Some organizations try to mitigate this with multiple app registrations, each with different permissions, but this creates an administrative nightmare. Others attempt to build custom middleware, but maintaining a secure, performant proxy layer is a full-time engineering effort.

The Cost of Inaction

The cost of ignoring this gap is not theoretical. Consider the following scenarios:

  • A third-party HR tool is compromised. The attacker uses its User.Read.All token to enumerate every employee, including C-suite mobile numbers and home addresses stored in extension attributes. The resulting data breach triggers GDPR notification obligations in multiple jurisdictions.
  • An internal audit reveals that 14 applications have User.ReadWrite.All, but only 2 actually need write access. The others accumulated permissions over time and nobody removed them. Three of those apps have client secrets embedded in PowerShell scripts stored in shared drives.
  • A legacy PowerShell script with hardcoded credentials has been running unmonitored for three years. It reads the full user directory every night. Nobody knows what it does with the data, who wrote it, or whether the credentials have been shared.

Regulatory fines for data breaches involving personal information range from hundreds of thousands to millions of dollars. Under GDPR, fines can reach 4% of global annual revenue. Under Quebec's Law 25, penalties can reach $25 million CAD. These are not edge cases - they are the predictable outcome of ungoverned API access.

A Better Approach: The Proxy and Policy Model

If the platform cannot provide granular Graph API governance, the solution must live outside the platform - as an intelligent intermediary between your applications and Graph.

The idea is straightforward: instead of giving each application direct access to Microsoft Graph with broad permissions, route all Graph traffic through a policy-aware proxy. The proxy holds the real Graph credentials (securely, in Azure Key Vault), and applications authenticate with separate, revocable proxy credentials. A YAML-based rule engine defines, per-application:

  • Which HTTP methods are allowed (read-only vs. read-write)
  • Which endpoints can be called
  • Which objects are returned (filtered by AAD group membership)
  • Which properties are included in the response
  • Which transforms are applied to sensitive data (masking, redaction, hashing)

This is the model that GraphWarden implements.
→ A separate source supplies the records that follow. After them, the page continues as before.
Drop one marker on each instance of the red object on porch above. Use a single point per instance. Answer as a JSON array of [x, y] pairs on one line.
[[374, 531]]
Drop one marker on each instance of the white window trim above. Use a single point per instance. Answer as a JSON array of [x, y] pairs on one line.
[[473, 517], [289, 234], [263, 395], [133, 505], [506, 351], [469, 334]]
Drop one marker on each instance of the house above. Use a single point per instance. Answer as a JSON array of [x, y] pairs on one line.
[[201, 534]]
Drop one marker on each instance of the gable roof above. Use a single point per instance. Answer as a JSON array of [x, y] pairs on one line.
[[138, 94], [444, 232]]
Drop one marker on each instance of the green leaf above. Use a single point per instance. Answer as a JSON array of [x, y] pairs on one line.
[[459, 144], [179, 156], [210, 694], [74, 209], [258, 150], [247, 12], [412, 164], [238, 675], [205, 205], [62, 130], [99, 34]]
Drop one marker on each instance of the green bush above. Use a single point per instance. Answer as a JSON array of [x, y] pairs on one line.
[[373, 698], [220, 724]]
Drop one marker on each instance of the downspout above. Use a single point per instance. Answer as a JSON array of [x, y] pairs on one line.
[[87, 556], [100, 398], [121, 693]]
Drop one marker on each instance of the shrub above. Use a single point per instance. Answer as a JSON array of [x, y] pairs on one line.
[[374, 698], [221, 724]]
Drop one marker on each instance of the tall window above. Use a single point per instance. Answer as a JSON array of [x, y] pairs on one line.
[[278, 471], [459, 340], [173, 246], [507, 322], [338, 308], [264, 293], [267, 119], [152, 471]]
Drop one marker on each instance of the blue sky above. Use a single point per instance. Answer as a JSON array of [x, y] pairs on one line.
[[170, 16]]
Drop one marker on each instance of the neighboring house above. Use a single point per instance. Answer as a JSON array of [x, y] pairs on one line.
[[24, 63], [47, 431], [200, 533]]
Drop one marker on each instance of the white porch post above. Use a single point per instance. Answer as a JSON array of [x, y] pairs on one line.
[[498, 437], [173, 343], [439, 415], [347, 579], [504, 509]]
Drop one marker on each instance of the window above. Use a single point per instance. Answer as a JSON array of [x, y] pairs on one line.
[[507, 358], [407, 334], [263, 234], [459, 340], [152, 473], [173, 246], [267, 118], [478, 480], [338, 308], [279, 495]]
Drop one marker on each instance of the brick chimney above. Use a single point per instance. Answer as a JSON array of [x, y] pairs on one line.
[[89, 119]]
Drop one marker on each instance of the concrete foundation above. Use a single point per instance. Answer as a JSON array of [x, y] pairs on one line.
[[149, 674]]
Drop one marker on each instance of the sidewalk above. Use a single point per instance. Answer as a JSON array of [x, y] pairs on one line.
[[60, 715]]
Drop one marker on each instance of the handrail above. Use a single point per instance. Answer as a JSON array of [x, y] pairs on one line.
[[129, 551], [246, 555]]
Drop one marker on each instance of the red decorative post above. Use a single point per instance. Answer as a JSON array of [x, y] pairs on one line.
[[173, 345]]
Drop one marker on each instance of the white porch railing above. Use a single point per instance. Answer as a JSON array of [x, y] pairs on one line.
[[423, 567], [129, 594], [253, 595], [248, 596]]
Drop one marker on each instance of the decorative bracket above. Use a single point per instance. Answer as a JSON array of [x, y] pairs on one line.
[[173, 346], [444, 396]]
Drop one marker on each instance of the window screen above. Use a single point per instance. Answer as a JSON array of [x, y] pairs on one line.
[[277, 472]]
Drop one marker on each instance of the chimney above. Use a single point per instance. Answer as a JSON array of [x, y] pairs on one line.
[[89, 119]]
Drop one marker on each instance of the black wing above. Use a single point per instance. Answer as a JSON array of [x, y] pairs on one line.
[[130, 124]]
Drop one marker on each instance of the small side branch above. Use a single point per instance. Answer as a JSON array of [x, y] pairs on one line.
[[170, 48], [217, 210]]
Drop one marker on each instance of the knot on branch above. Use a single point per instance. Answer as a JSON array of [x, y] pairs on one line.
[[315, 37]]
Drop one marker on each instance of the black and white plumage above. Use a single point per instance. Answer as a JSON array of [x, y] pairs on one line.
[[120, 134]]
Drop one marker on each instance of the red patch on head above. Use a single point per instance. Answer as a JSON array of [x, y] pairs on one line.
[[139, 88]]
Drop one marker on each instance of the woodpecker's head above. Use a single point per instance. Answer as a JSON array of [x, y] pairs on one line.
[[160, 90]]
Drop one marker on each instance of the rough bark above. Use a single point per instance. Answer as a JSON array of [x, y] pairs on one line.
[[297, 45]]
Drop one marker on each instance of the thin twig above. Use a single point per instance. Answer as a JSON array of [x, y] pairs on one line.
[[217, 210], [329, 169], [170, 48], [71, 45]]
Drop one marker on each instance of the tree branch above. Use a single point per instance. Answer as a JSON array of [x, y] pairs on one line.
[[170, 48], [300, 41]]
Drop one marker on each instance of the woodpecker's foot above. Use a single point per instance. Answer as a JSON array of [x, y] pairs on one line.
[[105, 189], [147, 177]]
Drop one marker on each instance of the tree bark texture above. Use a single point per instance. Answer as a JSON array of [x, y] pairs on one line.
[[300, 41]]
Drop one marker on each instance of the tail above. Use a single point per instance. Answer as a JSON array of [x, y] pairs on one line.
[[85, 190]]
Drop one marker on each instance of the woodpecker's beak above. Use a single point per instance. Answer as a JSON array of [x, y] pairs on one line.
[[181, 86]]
It deploys as a lightweight Windows service in your environment, intercepts all Graph API calls, and enforces your policies before any data reaches the consuming application. Every call is logged with full context: which app, which endpoint, which rule matched, how many objects were filtered, and how long it took.

The key advantage is that your applications change almost nothing. A PowerShell script updates two lines: the token endpoint and the base URL. A .NET application swaps the MSAL token acquisition for a simple HTTP POST to the proxy. No SDK changes, no architectural overhaul.

Closing the Gap

Microsoft Graph API permissions are a powerful enabler, but they are a blunt instrument for access control. The gap between what an app is authorized to access and what it needs to access is your biggest security blind spot - and it grows with every new application, every new integration, and every legacy script that nobody dares to touch.

Closing that gap requires a policy layer that sits between your applications and Graph: one that enforces data minimization, manages credentials securely, and provides the audit trail that compliance demands.

If your organization runs Microsoft 365 and has more than a handful of Graph-integrated applications, this is a problem worth solving today - not after the next audit finding or the next breach.